NORWALK, Conn. — Norwalk isn’t out of the woods yet, even if its financial advisor recently said it could incur more than $400 million in capital bond debts without jeopardizing its Triple A bond rating, Norwalk Chief Financial Officer Henry Dachowitz said.
Dachowitz told Common Council Finance Committee members that every approved capital project should be reviewed and reconsidered. It’s an action he’s urged before.
Last year, Dachowitz quoted Bill Lindsay of Munistat Services, the City’s financial advisor, as predicting Norwalk will lose its Triple A bond rating within three years. Norwalk has about $360 million in outstanding bonds and Lindsay has warned that if the total gets to $400 million, it might slip to a lower rating.
But Lindsay has changed his tune and raised the threshold to $500 million, because Moody’s Investors Service has changed its analytical framework, Dachowitz said this month.
“One of the statistics that are observed by the rating agencies, is what’s the ratio of that debt service to our total operating expenses,” Dachowitz said Thursday. “And when it’s 10% or more, that’s also a hallmark of a Double A, and we are getting dangerously close to that. So while the good news is, it looks like we can go above the 400 million given our economic statistics, and our Grand List and all the other factors regarding our economy and finances, it’s still dangerous. We have to watch the capital borrowing as much as we can, especially with inflation, where two years ago, we borrowed at 1.75% annual rate for 30 years. One year ago, we borrowed at 2% for 30 years, the rates are much higher now.”
Because IRS rules state that borrowed funds must be spent within a certain time period, Norwalk has $175 million in approved capital projects that haven’t been bonded yet, the CFO explained. Last year it was $225 million but the City borrowed for more than the budget that had been approved in that budget season.
Although the Committee unanimously advanced the proposed issuance of $48,440,692 general obligation bonds, Dachowitz said the City would be borrowing $55 million, when this year’s capital budget is for $40 million. That will bring the total debt to $415 million.

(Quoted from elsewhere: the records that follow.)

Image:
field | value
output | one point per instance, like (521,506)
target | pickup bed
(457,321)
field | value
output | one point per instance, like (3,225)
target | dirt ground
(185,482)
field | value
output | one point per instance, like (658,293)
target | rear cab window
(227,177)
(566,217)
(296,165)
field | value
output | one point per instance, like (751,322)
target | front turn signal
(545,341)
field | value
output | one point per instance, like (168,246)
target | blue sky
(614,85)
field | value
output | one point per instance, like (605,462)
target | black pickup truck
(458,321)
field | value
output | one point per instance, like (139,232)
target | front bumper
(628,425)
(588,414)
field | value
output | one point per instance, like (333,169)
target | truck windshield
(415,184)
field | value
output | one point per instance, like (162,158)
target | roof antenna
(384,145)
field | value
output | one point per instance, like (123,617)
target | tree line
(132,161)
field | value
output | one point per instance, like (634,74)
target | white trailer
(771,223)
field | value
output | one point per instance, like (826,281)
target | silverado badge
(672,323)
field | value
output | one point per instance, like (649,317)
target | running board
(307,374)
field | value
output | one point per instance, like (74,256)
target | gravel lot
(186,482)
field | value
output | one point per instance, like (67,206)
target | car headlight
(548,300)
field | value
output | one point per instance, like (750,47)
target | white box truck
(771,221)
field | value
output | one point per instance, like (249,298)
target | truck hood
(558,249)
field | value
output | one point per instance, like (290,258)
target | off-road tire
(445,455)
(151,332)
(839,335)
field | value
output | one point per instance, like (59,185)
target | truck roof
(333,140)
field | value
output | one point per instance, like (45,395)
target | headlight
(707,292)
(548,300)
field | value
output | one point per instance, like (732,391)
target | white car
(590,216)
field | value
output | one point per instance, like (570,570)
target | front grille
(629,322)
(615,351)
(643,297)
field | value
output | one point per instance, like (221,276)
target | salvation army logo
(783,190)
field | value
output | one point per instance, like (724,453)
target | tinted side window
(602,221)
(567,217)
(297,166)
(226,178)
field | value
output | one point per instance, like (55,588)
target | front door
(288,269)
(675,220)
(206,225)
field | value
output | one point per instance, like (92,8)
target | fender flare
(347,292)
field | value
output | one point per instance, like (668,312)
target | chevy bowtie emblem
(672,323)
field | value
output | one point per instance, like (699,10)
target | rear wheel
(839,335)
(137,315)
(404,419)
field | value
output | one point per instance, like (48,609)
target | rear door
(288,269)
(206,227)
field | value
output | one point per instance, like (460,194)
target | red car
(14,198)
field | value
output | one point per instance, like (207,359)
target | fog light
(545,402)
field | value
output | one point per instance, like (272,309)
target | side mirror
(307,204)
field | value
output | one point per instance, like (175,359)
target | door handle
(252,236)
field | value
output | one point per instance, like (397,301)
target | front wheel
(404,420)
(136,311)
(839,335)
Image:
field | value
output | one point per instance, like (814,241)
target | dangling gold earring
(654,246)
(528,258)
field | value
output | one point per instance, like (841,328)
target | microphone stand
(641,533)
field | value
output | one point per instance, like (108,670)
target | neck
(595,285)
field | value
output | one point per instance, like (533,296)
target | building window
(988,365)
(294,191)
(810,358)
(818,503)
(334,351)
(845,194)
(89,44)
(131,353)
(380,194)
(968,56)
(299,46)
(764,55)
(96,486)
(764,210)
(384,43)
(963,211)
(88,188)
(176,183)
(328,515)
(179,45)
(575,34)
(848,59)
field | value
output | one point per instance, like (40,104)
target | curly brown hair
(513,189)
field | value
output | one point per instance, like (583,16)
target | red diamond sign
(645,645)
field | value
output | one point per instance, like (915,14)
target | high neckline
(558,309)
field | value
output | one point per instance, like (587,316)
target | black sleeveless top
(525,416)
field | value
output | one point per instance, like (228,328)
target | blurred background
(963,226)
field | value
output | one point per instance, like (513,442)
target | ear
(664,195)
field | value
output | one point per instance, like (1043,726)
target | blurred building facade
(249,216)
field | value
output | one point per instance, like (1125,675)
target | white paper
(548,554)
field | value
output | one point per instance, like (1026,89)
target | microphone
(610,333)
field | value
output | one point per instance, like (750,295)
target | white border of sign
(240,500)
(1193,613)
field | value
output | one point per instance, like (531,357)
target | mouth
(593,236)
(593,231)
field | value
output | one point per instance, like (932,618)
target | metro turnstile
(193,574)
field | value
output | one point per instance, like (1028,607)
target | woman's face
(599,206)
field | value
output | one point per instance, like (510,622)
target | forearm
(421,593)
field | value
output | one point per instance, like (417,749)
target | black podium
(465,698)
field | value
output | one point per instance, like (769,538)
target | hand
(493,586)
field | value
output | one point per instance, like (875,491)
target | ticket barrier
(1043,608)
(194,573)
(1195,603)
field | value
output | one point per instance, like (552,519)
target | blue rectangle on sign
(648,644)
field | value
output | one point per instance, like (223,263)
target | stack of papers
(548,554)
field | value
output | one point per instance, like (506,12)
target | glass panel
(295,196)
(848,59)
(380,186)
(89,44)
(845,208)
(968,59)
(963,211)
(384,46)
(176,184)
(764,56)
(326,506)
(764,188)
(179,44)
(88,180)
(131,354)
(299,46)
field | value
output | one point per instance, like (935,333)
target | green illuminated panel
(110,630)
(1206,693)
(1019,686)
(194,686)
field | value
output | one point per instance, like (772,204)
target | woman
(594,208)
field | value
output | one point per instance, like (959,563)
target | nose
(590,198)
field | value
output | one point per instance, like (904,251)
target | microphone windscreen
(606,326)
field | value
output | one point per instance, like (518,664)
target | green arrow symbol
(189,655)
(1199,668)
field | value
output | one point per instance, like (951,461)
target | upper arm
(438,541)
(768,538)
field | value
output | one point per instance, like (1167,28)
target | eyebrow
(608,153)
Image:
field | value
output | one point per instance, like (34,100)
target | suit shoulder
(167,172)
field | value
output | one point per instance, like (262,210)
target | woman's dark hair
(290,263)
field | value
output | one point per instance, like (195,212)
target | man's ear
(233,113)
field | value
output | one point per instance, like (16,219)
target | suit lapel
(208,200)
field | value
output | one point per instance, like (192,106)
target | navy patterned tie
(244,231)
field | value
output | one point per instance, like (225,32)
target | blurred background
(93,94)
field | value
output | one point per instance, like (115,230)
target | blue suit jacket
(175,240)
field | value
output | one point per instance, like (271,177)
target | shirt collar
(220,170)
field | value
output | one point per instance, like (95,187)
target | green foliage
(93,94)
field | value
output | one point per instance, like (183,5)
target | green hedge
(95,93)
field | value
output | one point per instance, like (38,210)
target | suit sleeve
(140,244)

That will hopefully bring the unfunded approved projects to $160 million but “that’s a tremendous overhang. And unless our Grand List keeps expanding at a very large rate, which we don’t see right now, that’s going to be the constraint,” he said.
Some of the approved projects will come in with higher costs and, “I worry about being able to afford all of this without extraordinary increases in our mill rates and taxes. So I don’t think we’re out of the woods. I think we’re okay for this summer.”
Council member Diana Révolus (D-District B) voiced support for the thoughts.
“We really do need to pay attention to the things that we are okaying and the requests that are coming to the City towards our budgets that will affect our mill rates, because it’s coming to a space and place where we will, again, either have to do some things or cause our constituents a little strangulation in their abilities to fund a lifestyle that they would like to see in Norwalk,” she said.
The problem is that all capital projects “are worthy,” will help grow the city and increase the quality of life, Dachowitz said. “…When you move back, like a zoom camera lens, and you get the big picture. The question is the affordability and the tradeoffs. That’s what it’s all about.”